Surmontant de nombreuses difficultés, il parvient à développer l’Aïkido en France et en Europe. Durant cette période, il effectue de nombreux voyages en Belgique, en Italie, en Suisse et au Royaume-Uni, notamment, pour aider Kenshiro ABBE dans le développement de l’Aïkido dans ce pays.
Il est également l’auteur de deux ouvrages traduit en français par Jean ZIN (4e dan de Judo - 3e dan d'Aïkido à l’époque) : « L'arme et l'esprit du Samouraï japonais » paru en 1958 et « La victoire par la paix » paru en 1960. Ces deux livres contiennent des centaines de photos techniques révélant un art plus semblable à l’Aïki-Budo qu’a l’Aïkido « moderne ».
En 1960, après huit années de travail en Europe, il décide de retourner dans son pays, considérant sa mission accomplie. Avant de quitter la France, il décerne le quatrième dan à son élève, André NOCQUET, qu’il charge d’assurer la relève. Il laisse plusieurs milliers de pratiquants en France, avec parmi eux de nombreuses ceintures noires.

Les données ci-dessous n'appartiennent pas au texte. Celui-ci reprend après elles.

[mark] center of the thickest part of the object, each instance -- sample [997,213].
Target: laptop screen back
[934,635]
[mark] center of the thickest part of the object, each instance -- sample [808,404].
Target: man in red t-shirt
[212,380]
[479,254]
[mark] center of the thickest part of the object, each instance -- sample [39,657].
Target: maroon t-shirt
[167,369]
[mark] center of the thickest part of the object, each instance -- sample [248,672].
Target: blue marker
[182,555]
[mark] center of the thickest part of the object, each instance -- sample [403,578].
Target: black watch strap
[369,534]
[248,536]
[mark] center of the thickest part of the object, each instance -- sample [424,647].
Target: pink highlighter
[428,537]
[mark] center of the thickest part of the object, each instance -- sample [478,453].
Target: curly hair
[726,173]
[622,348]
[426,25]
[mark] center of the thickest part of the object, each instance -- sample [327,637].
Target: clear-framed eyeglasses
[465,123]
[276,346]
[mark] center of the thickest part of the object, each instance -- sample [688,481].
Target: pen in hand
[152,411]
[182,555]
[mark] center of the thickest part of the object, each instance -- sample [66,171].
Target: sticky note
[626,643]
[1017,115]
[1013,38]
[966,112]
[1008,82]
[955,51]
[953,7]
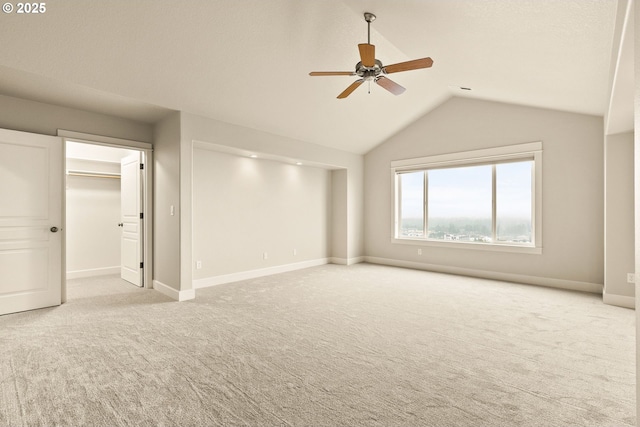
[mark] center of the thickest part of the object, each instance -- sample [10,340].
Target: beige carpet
[362,345]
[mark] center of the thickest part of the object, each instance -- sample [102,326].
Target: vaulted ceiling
[247,61]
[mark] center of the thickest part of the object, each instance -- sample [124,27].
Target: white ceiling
[247,61]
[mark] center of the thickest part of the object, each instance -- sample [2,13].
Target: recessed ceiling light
[458,88]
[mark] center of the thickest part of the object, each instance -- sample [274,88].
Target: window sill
[495,247]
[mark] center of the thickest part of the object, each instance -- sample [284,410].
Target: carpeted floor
[363,345]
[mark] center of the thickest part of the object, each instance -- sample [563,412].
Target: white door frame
[147,197]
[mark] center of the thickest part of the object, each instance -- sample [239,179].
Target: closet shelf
[91,174]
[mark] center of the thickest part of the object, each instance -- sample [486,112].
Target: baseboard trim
[346,261]
[619,300]
[172,293]
[92,272]
[252,274]
[571,285]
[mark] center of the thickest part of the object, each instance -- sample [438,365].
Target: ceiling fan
[370,69]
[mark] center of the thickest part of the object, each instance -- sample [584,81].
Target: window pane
[412,204]
[459,204]
[513,202]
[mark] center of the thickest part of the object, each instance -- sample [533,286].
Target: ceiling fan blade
[409,65]
[350,89]
[367,54]
[332,73]
[390,85]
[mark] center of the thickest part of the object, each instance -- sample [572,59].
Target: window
[484,199]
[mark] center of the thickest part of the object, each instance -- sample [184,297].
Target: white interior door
[31,172]
[130,240]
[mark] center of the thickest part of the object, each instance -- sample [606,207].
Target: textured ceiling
[247,61]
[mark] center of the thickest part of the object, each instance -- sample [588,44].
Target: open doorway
[105,201]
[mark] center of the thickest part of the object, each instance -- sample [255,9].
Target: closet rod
[93,174]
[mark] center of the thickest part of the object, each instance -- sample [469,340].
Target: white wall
[244,207]
[208,131]
[166,193]
[339,241]
[37,117]
[619,221]
[93,214]
[572,183]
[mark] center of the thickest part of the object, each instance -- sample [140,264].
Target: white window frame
[492,156]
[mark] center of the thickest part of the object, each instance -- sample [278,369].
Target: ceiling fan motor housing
[369,73]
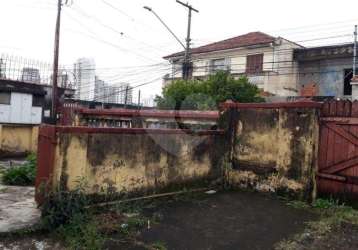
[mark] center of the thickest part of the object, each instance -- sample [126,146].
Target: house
[27,103]
[266,60]
[325,70]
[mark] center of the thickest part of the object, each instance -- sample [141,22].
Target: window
[218,64]
[37,101]
[5,98]
[254,63]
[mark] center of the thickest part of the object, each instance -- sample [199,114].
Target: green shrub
[21,175]
[81,233]
[61,206]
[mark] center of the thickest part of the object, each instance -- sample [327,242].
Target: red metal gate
[338,150]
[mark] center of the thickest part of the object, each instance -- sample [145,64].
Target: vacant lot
[224,220]
[233,220]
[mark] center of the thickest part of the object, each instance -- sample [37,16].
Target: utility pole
[126,97]
[138,99]
[187,66]
[55,63]
[355,52]
[55,100]
[354,81]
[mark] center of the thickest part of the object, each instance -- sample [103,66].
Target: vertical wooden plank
[347,108]
[354,110]
[45,161]
[330,147]
[325,109]
[323,146]
[332,108]
[340,108]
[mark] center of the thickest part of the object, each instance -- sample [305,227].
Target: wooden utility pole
[139,99]
[355,52]
[187,64]
[55,63]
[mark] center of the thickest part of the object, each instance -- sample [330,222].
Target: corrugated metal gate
[338,150]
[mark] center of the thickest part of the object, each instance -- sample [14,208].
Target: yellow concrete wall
[275,150]
[18,138]
[138,162]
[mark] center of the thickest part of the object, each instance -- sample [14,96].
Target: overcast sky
[127,37]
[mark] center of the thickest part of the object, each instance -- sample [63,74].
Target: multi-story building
[85,78]
[31,75]
[122,93]
[266,60]
[116,93]
[326,70]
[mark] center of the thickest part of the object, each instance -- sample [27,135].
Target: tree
[207,94]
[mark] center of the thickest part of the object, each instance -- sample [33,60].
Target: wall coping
[209,115]
[275,105]
[91,130]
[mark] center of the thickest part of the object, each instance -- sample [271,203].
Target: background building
[85,79]
[31,75]
[120,93]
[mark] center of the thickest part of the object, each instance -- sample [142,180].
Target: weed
[61,206]
[21,175]
[332,215]
[159,245]
[298,204]
[81,233]
[325,204]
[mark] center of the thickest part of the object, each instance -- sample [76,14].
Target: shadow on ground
[233,220]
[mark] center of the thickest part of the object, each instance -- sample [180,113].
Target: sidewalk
[17,208]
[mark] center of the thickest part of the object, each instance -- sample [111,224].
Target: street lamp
[166,26]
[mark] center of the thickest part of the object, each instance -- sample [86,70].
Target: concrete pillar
[354,83]
[0,136]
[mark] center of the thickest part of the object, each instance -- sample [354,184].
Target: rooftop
[252,38]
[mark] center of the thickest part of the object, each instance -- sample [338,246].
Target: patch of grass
[81,233]
[21,175]
[159,245]
[332,215]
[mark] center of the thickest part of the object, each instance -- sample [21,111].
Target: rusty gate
[338,148]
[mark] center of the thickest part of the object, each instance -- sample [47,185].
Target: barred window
[254,63]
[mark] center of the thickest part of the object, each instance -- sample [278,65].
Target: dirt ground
[233,220]
[344,237]
[228,220]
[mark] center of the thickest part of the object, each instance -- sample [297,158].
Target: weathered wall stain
[275,150]
[129,162]
[18,139]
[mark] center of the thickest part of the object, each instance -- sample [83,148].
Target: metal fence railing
[32,71]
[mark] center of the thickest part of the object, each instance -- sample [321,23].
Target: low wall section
[127,159]
[17,139]
[275,147]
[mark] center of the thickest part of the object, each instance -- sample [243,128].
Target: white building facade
[85,79]
[267,62]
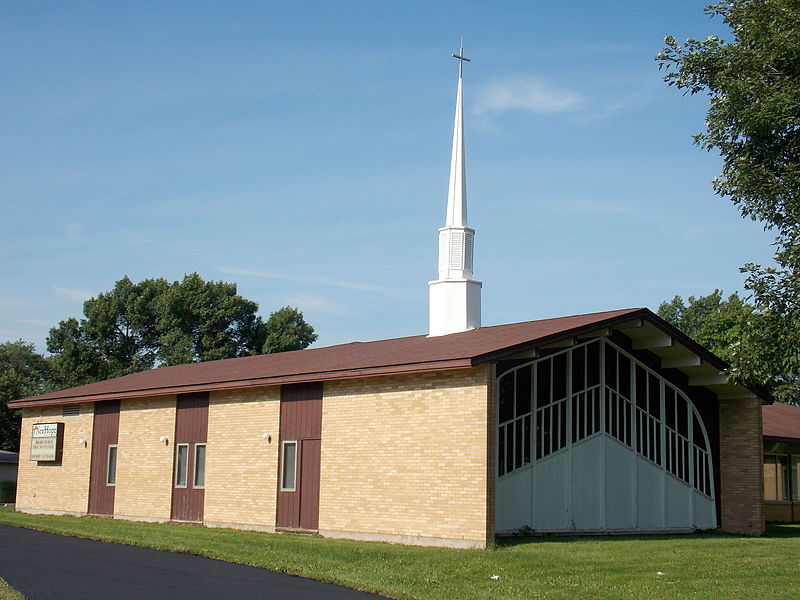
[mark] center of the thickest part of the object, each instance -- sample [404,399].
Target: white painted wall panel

A son retour au Japon, devant les dirigeants de la fondation Aikikai réunis pour lui décerner son 7ème dan, il prononce la déclaration suivante : « Je refuse ce grade. Je reçois mes dan du fondateur et non d’une Fondation. L’Aïkido que j’ai appris avec O Sensei était un budo. Depuis mon retour au Japon, je m’aperçois que ce que l’on enseigne ici aujourd’hui n’a plus rien à voir avec cet art martial. Je n’ai plus rien à voir avec vous. Je vous rends mon menjo, certificat de mes grades. »
Déçu par l’évolution de l’Aïkido, il reproche au Hombu Dojo de pratiquer un « sport de femmes », refuse son grade de 7ème Dan et décide de quitter l’Aïkikai.
Tadashi ABE fut le pionnier de l'Aïkido en Europe et en France plus particulièrement. Il fut le premier professeur à vivre et enseigner sur une longue période en occident. Homme peu banal, il se démarquait par son caractère guerrier et sa pratique très martiale. Respecté pour sa technique et ses engagements, il avait une très haute estime de l’Aïkido et du fondateur, dont il portait toujours une photo sur lui…Très talentueux, il avait aussi un sérieux penchant pour l’alcool et le combat…
Tadashi Abe décède le 23 novembre 1984, à l’âge de 58 ans.